The marathon that 70-year-old Gene Dykes ran 2:54:23 was not sanctioned by the USATF and his world record will not be accepted
70-year-old Gene Dykes clocked 2:54:23 at the Jackson Marathon but it is not going to be an official world Record because of technical reasons. Gene posted this on Facebook.
“Before running the Jacksonville Marathon, I reached out to the race director for assurance that it was a suitable venue for setting a world record, and I received the response that "you should have a good shot at the record".
“I assumed that he was correct, but I was remiss in not doing my own homework. It appears that, although the Jacksonville Marathon is certified by the USATF, the race was not sanctioned by the USATF, and both must be valid for recognition of records by USATF/IAAF.”
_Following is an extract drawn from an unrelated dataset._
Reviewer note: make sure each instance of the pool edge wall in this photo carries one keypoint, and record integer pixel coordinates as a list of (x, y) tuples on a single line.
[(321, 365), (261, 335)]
Many races do not pay the fee to be sanctioned by the USATF because they do not see the benefit. The larger races with elite runners have to be sanctioned and they do pay the fee.
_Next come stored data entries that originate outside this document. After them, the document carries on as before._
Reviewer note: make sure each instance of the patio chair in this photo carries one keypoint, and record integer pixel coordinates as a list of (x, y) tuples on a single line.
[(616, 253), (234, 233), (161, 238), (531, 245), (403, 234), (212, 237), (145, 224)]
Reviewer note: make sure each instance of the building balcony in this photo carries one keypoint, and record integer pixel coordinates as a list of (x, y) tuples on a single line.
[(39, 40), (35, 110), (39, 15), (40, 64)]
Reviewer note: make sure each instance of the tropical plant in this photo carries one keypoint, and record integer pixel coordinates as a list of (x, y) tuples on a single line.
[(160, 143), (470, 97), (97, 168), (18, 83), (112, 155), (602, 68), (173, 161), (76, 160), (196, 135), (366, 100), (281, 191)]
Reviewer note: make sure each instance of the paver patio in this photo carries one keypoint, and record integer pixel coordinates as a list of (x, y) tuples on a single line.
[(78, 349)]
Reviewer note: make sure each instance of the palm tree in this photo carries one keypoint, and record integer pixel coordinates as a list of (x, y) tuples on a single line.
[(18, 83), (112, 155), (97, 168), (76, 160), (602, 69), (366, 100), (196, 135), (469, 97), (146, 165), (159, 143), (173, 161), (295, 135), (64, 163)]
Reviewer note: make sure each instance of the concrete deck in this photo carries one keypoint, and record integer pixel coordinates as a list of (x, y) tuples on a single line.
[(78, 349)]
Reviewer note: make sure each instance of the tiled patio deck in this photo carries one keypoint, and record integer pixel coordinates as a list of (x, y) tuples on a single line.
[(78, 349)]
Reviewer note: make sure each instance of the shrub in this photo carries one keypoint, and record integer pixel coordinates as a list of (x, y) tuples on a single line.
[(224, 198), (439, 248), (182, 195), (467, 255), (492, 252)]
A race of 30,000 plus runners pay $15,300 to the USATF. A smaller race of 3000 have to pay $1460.
These fees have nothing to do with the course being certified. Most races know the importance of having their course certified. It appears in this case, Jacksonville paid to certified but not the sanutioned fee.
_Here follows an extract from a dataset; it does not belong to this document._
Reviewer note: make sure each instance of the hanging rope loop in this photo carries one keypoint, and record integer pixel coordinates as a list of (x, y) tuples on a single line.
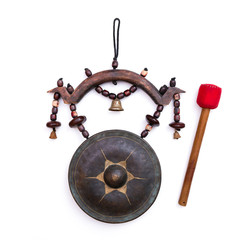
[(116, 37)]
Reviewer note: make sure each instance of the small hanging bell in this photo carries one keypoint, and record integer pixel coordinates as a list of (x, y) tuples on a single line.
[(116, 105), (176, 135)]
This would have gone completely unnoticed and I am guessing the race Director did not realize Gene Dykes was going to break Ed Whitlock world record.
But Gene did and now it is not going to be accepted as an official record because this fee was not paid. I wonder in a case like this the fee could not be paid after the fact?
“Gene Dykes deserves the record,” says Bob Anderson “and there should be something that can be done to make this right. If it is just about money, we will handle that.”
Obtaining a USATF sanction involves filling out a sanction agreement to form a relationship between the sanctioned event and USATF. Basically, it means that an event has agreed to follow applicable USATF rules and will be afforded the benefits like insurance and other things as outlined on their site.
Gene continued on FB. “Thank you all so much for the nice things posted about my race. I am still proud of what I've accomplished - it just looks like it's not going to be "official". That said, I still have four more years to do it right, and, who knows, that might happen sooner than you think!”
”Let’s not give up on what you already did. You ran 26.2 miles in 2:54:23 and it should be an official world record,” says MBR Bob Anderson.